When he was a minister for social welfare in the ousted government, Dr. Win Myat Aye had a staff of 6,000 and a swanky office. Today, he is often on the move: sheltering in safe houses in Myanmar’s borderlands and eating uninspiring pan-Asian takeout in Washington.
“I am getting more and more energized with the moral standing of the right side,” he said.
Most days in Washington, Mr. Moe Zaw Oo, the deputy foreign minister, works from an oval table in the middle of the tiny work space. Ms. Aye Chan Mon sits at a little desk to the side, fixing his schedule and battling the printer, which, like printers everywhere, needs coaxing to do its job. She checks Facebook to see friends in the jungle fighting for democracy, as part of a loose coalition even more loosely affiliated with the N.U.G.
“We had dreams,” she said. “They were crushed.”
In some parts of Myanmar that are successfully resisting army rule — and such areas are growing with recent battlefield gains — the N.U.G. is providing health and education services, supplementing what ethnic armed groups have done for years. Funding comes from housekeepers in Bangkok, sushi sous-chefs in New York and tech entrepreneurs in Singapore, among others.
Dr. Zaw Wai Soe, the N.U.G.’s health and education minister, oversees schools and clinics, some camouflaged with foliage to avoid airstrikes. Once an orthopedic surgeon for Myanmar’s top generals, Dr. Zaw Wai Soe now dispenses telemedicine to N.U.G. fighters in the forest, squinting at the screen to examine war wounds.
“I was very rich,” he said. “Now, I know, we have to try something new. We need federal democracy. Otherwise, we cannot live together.”
But the N.U.G., working with other groups, has yet to produce a federal constitution to protect Myanmar’s diverse ethnicities.
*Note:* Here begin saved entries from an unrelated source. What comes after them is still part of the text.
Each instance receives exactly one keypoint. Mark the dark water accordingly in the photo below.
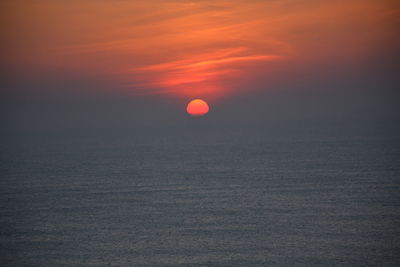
(200, 196)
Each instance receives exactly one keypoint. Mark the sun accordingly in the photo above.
(197, 107)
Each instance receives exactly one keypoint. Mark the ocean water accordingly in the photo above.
(202, 196)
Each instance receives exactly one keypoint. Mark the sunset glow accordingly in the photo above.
(192, 48)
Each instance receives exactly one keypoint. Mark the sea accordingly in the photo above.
(200, 194)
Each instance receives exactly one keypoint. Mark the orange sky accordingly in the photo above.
(191, 48)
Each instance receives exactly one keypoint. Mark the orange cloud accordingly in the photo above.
(191, 47)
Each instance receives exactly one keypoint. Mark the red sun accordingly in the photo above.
(197, 107)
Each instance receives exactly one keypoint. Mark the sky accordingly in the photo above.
(250, 58)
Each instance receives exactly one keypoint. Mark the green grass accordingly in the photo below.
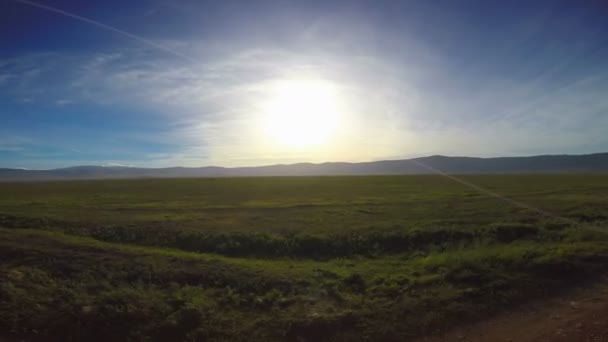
(303, 258)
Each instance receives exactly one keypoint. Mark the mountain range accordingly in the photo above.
(588, 163)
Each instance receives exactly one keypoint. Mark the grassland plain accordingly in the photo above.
(288, 258)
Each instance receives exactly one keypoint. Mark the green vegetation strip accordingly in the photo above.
(56, 286)
(296, 259)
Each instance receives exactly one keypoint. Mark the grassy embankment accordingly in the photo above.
(342, 258)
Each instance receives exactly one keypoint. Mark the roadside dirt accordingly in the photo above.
(577, 316)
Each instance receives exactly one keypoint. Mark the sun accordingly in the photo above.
(302, 113)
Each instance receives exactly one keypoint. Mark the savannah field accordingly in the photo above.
(376, 258)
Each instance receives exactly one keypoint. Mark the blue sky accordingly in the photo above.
(166, 83)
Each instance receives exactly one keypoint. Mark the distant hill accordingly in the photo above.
(589, 163)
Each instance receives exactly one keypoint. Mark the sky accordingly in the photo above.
(241, 83)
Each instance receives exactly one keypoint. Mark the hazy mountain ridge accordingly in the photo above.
(589, 163)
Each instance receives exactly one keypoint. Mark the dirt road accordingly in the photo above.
(578, 316)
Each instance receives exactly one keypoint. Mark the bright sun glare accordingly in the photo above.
(302, 113)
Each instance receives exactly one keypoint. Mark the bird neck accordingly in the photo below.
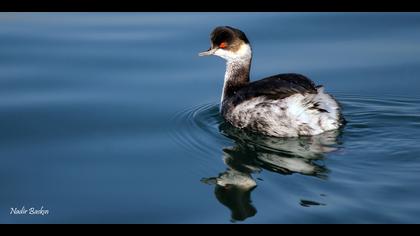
(236, 76)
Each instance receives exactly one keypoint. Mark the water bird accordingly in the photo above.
(282, 105)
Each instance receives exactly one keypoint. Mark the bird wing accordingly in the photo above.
(276, 87)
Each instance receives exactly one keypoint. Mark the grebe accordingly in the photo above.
(283, 105)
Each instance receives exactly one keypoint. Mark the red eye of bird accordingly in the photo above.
(223, 45)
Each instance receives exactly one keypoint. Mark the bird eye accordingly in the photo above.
(223, 45)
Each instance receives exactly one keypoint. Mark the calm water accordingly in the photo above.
(113, 118)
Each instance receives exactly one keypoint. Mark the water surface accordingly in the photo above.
(113, 118)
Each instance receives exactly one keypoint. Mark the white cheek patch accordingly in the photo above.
(244, 53)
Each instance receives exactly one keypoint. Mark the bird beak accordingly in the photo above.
(208, 52)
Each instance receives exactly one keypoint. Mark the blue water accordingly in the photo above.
(113, 118)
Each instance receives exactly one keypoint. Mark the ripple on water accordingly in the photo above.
(373, 124)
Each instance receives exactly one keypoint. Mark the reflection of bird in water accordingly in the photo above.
(252, 153)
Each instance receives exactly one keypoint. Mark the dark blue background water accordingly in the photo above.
(112, 118)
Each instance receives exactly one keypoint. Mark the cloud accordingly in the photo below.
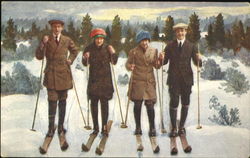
(50, 11)
(126, 13)
(152, 13)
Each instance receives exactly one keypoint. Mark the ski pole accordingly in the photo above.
(198, 88)
(78, 101)
(38, 94)
(88, 127)
(129, 93)
(163, 130)
(117, 92)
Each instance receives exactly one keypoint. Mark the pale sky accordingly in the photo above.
(107, 10)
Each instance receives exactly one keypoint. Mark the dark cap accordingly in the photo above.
(56, 21)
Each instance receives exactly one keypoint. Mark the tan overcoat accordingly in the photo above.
(57, 73)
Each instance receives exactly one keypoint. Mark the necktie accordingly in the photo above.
(57, 41)
(179, 46)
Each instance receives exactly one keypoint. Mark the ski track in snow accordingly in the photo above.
(211, 141)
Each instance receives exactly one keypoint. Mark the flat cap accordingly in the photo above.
(56, 21)
(180, 25)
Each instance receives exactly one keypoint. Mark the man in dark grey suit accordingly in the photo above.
(180, 76)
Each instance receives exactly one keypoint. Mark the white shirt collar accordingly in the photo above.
(182, 41)
(58, 36)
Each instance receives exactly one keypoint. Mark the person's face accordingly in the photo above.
(57, 28)
(180, 33)
(99, 41)
(144, 43)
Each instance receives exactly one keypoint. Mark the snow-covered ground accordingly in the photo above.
(211, 141)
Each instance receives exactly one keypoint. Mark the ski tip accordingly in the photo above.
(123, 125)
(174, 151)
(188, 149)
(42, 151)
(84, 148)
(199, 127)
(88, 127)
(140, 148)
(163, 131)
(157, 150)
(98, 151)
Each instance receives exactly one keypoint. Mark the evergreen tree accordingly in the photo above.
(219, 32)
(2, 31)
(72, 33)
(246, 42)
(193, 32)
(241, 32)
(236, 38)
(34, 31)
(87, 26)
(116, 33)
(210, 37)
(9, 41)
(130, 41)
(155, 36)
(228, 40)
(108, 37)
(168, 29)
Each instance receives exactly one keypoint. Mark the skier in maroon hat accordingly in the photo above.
(100, 88)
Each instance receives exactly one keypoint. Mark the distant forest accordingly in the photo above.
(231, 33)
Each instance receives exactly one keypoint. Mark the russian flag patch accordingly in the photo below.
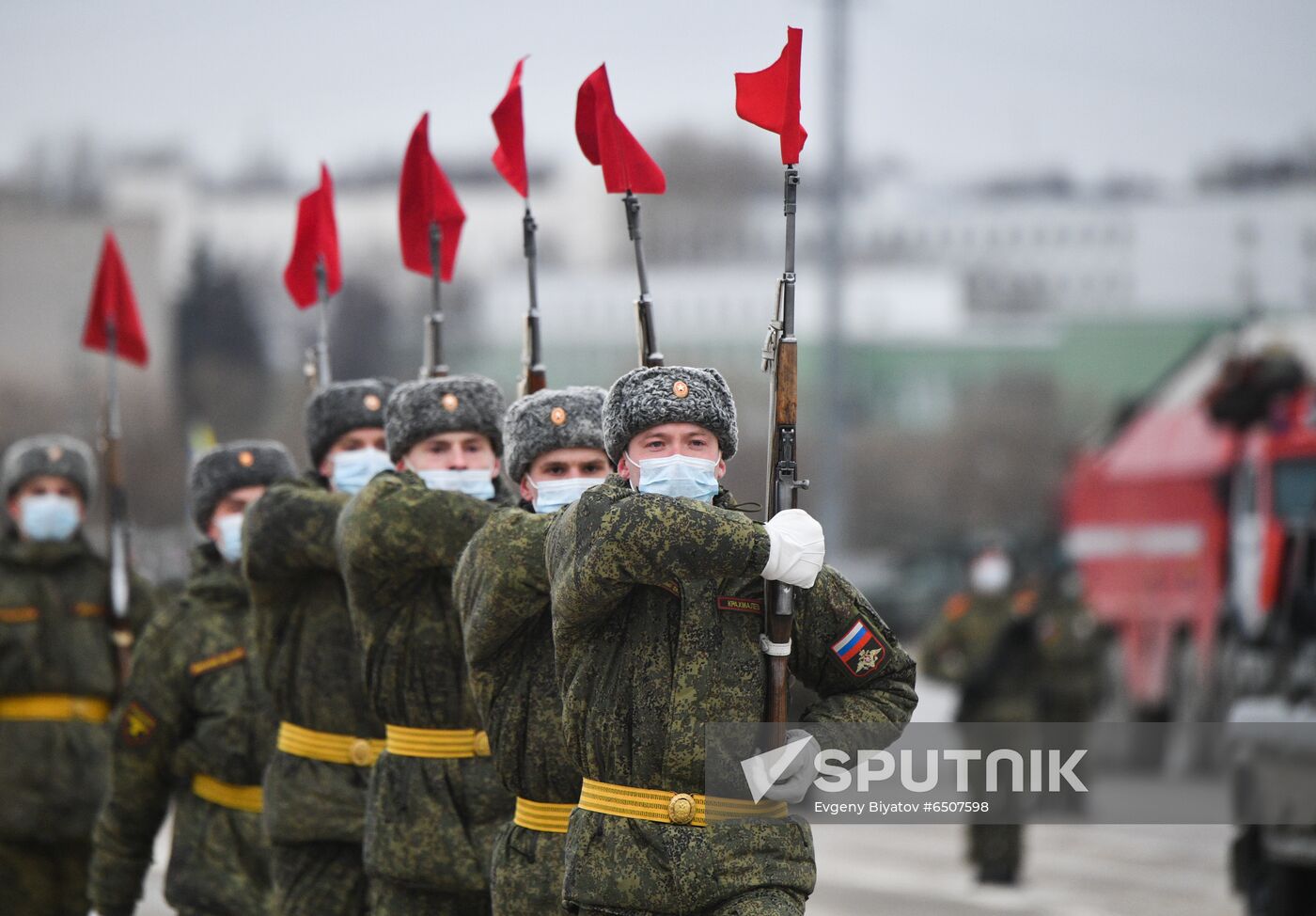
(861, 651)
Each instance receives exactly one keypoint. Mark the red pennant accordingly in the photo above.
(316, 238)
(605, 141)
(509, 127)
(114, 303)
(424, 197)
(772, 98)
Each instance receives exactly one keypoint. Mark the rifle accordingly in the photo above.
(533, 374)
(434, 368)
(783, 481)
(121, 632)
(649, 353)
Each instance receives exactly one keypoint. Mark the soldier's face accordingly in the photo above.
(562, 465)
(362, 437)
(236, 501)
(671, 438)
(46, 484)
(453, 451)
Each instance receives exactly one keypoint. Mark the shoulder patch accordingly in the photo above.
(743, 605)
(861, 651)
(19, 615)
(956, 607)
(137, 725)
(1024, 602)
(214, 662)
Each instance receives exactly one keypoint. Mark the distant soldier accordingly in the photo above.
(1070, 644)
(986, 644)
(315, 788)
(434, 800)
(195, 727)
(657, 585)
(58, 677)
(555, 450)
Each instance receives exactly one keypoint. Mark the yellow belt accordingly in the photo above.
(240, 798)
(328, 747)
(55, 707)
(437, 742)
(662, 807)
(543, 816)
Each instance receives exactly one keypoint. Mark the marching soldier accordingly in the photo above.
(195, 725)
(328, 738)
(555, 449)
(58, 677)
(986, 644)
(657, 587)
(434, 799)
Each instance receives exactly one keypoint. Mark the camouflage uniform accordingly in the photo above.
(657, 611)
(502, 589)
(55, 640)
(430, 821)
(195, 727)
(308, 655)
(986, 644)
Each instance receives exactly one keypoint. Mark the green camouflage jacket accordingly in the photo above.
(502, 589)
(308, 657)
(430, 821)
(987, 646)
(194, 705)
(55, 639)
(657, 608)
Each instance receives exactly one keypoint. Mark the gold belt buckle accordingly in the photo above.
(359, 751)
(681, 808)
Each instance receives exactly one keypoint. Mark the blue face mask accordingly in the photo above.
(229, 543)
(552, 495)
(476, 482)
(49, 517)
(352, 470)
(678, 475)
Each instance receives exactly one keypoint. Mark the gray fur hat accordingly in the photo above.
(546, 420)
(457, 403)
(342, 407)
(645, 398)
(232, 466)
(61, 455)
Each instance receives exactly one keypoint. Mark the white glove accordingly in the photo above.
(795, 781)
(795, 556)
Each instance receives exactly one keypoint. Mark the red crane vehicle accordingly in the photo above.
(1180, 521)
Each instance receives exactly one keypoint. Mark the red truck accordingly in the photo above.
(1180, 520)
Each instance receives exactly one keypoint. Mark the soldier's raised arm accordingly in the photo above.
(848, 655)
(397, 524)
(615, 539)
(500, 582)
(291, 530)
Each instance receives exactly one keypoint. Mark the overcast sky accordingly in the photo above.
(956, 87)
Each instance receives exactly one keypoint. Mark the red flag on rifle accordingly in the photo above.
(605, 141)
(509, 127)
(424, 197)
(316, 238)
(114, 304)
(772, 98)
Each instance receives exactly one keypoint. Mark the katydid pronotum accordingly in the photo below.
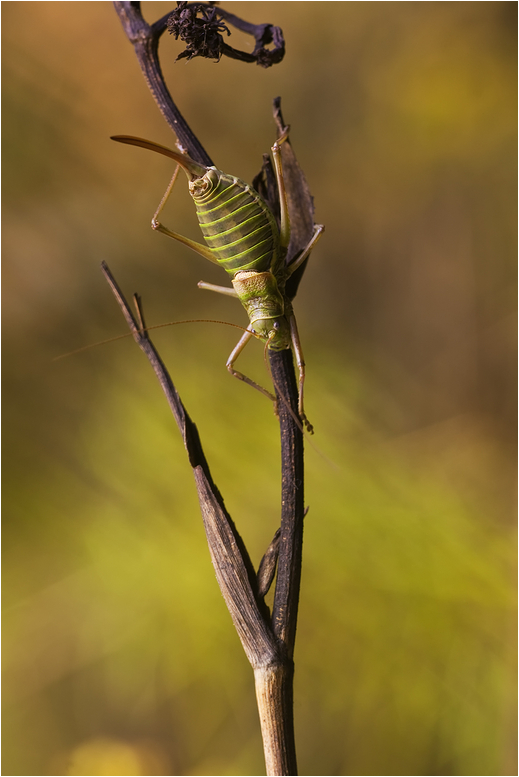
(243, 237)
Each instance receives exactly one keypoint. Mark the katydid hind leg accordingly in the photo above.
(296, 344)
(284, 230)
(227, 290)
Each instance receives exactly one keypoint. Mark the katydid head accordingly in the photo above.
(192, 169)
(202, 188)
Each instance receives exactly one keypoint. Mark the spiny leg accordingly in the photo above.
(230, 292)
(318, 231)
(284, 230)
(232, 358)
(296, 344)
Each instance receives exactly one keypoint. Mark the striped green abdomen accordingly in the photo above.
(237, 225)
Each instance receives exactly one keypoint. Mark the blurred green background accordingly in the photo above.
(119, 655)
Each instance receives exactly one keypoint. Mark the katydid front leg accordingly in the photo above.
(232, 358)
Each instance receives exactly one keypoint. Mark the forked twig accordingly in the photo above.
(268, 643)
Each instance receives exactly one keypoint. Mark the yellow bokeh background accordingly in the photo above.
(119, 656)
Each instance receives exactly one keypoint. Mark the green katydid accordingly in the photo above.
(242, 236)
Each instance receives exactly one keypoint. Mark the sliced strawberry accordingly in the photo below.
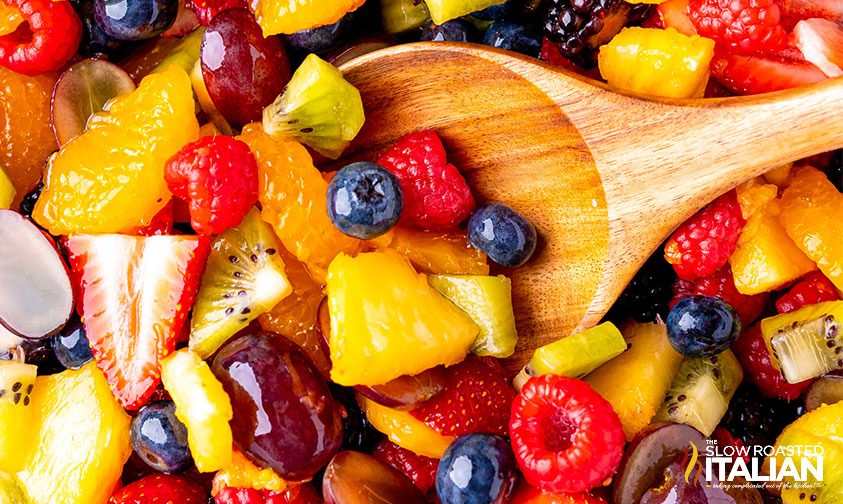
(160, 489)
(794, 11)
(821, 41)
(763, 74)
(136, 293)
(675, 14)
(476, 398)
Various drafters have walked away from the process.
The billions of dollars in American aid and weapons dispatched to Ukraine — and now promised to Israel — is almost inconceivable to the N.U.G.’s leaders. .
“As a refugee, I stand with the people of Ukraine,” Ms. Aye Chan Mon said. “But sometimes I think, if we got even a little bit of the money Ukraine gets from the U.S., then our revolution in Myanmar would succeed.”